On the TT side, the answers are in the TT wiring diagram. There are issues with transfer switches and multiple possible sources of power. They are all different and require different configurations to hook up. I don't know about your particular TT, but some RV's get highly complicated. Transfer switches are designed to manage all that.
On the power source side: 230 volt AC is two legs with a common neutral. The two legs are "out of phase" (one leg is high while the other is low). The neutral caries only the difference in load between the two legs.
L1 may carry 20 amps while L2 is carrying 15 amps. The difference (5 amps) is carried by the neutral. You cannot overload the neutral. Some outlets are powered by L1 and others by L2. Any 230 volt appliances would have to be separately wire between L1 and L2.
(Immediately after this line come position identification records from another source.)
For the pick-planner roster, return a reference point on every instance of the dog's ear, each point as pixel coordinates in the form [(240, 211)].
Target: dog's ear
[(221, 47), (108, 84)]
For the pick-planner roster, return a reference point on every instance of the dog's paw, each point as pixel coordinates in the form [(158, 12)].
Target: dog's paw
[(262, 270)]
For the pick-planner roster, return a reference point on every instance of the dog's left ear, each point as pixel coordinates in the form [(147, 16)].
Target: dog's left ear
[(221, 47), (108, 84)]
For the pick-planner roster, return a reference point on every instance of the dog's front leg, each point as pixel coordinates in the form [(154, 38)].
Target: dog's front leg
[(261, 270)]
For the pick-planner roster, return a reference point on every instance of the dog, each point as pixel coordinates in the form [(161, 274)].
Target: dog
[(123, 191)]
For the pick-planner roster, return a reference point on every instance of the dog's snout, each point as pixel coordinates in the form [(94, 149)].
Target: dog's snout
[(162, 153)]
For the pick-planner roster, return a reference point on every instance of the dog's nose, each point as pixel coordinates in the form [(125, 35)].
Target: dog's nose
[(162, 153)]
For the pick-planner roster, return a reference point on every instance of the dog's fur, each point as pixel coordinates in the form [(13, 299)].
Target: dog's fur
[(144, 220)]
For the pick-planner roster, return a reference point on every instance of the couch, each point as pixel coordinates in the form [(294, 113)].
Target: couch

Many big generators and inverters provide only 115 volts. Also, when connected to a 30 amp pedestal you only have one leg 115 volt to work with. The transfer switch connects both TT L1 and L2 to the generator or inverter so all outlets are powered.
When you have a two leg 230 volt generator, you don't need the transfer switch to reconfigure the TT, so you would need a different transfer switch or a transfer switch which could be reconfigured to match the two leg 230 volt generator. The switch would still need to accommodate the one leg inverter.
With the proper transfer switch and TT wiring, you can do anything. It may cost quit a bit.